Mogamat Benjamin says a prayer. With him is Soraya Salie, chairperson of the Bonteheuwel Walking Ladies and a member of the International Womens Peace Group.

Tears flowed as Bonteheuwel residents spent 67 minutes in prayer for peace in Bonteheuwel on Mandela Day, Monday July 18.

The area has been plagued by gang violence over the past few months.

The interfaith prayer initiative, arranged by the Bonteheuwel Walking Ladies (BWL) and the International Women’s Peace Group (IWPG) honoured Nelson Mandela, who, they say, was the epitome of peace.

The area where the gathering was held – on the stoep of a small shopping complex known as Kaybees to the locals – is a known hot spot for gang violence.

According to Soraya Salie, the chairperson of the BWL and a member of the IWPG, at least six people were killed in a short space of time around that block.

Said Ms Salie: “Madiba was a peace-loving person. After spending 27 years in jail, he could have easily declared war, but instead, he promoted peace and reconciliation.”

During her prayer, Ms Salie asked for peace over Bonteheuwel, adding: “We pray that the Almighty instils peace and love in our hearts, as we cannot be peaceful if we don’t have peace in our hearts. We pray that the Almighty forgives all those who cause this agony and lead them on a straight path. Please Lord, remove the evil spirit over Bonteheuwel.”

Pastor Leslie Lambert from the Bonteheuwel Assembly of God prayed against all social evils.

“There are those who thrive on bad news, but today we are declaring the good news. We were born with a purpose, but the devil wants to destroy that. We militate against all evils – drugs, school drop-outs, all forms of crime, gangsterism, families who suffer. Today we stand as one and say: enough is enough. I pray that each one of us become the change we want to see and that parents must stop hiding the evil of their children.”

Lydia Southgate said her friends at the Bonteheuwel Disabled Group, who meet every weekday, put themselves at risk just by walking to the club.

“Most of the club members have intellectual disabilities, making them even more vulnerable to violence.

“Having to deal with the fear of leaving your house and the trauma gang violence causes are a lot for them to deal with. The leaders of the club often have to go out to collect or buy things, and even the women who cook every day for the club. They are all at great risk. Just as every other citizen, or disabled people deserve to have dignity, to live in a safe, peaceful and gun-free neighbourhood. Instead, our community has become fearful, too scared to step out of our homes, and small children get hurt and killed during these shootings,” Ms Southgate said.

Mogamat Benjamin, who also offered a prayer, said he stands in solidarity with all who want a positive change for Bonteheuwel.

“We must continue the struggle, especially for our youth – they deserve their youth and a long life. They must start playing sport again.
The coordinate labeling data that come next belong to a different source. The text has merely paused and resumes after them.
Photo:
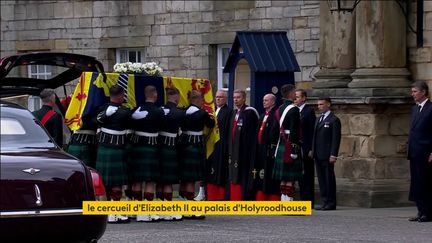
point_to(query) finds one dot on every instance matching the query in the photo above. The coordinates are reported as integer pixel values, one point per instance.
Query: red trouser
(215, 192)
(235, 192)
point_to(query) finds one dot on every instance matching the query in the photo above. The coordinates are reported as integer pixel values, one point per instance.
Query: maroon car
(41, 186)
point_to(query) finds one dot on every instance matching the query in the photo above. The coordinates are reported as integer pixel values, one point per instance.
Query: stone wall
(180, 35)
(420, 59)
(372, 170)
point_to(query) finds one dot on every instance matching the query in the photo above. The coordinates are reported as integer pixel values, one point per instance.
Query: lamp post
(342, 5)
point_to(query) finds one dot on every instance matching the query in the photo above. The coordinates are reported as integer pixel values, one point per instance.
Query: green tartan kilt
(169, 165)
(110, 163)
(143, 163)
(192, 163)
(84, 152)
(286, 171)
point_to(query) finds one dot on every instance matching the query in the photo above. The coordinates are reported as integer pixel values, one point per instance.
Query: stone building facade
(365, 61)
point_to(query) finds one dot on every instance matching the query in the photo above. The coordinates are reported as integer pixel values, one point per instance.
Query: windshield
(23, 132)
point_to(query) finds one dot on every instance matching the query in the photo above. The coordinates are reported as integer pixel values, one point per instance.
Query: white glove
(139, 114)
(191, 110)
(111, 110)
(166, 111)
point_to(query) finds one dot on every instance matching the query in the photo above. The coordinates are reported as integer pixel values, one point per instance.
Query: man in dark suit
(420, 152)
(325, 149)
(307, 123)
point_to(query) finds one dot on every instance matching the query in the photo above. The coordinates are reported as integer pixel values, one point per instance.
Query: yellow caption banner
(198, 207)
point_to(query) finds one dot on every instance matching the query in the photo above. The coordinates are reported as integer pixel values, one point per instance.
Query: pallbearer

Our community is known for producing excellent sports people, priests, imams and professors. However, we also have a determined spirit – from the layman to the poorest of the poor. We never give up. Why must our houses look like prisons with our high fencing and burglar gates. Why must we be in our homes by 8pm? We will continue this fight and stand in solidarity.”

Stephen Selbourne, who was among those gathered, said: “We are honouring the legacy of Madiba and stand united against the challenges of our community.”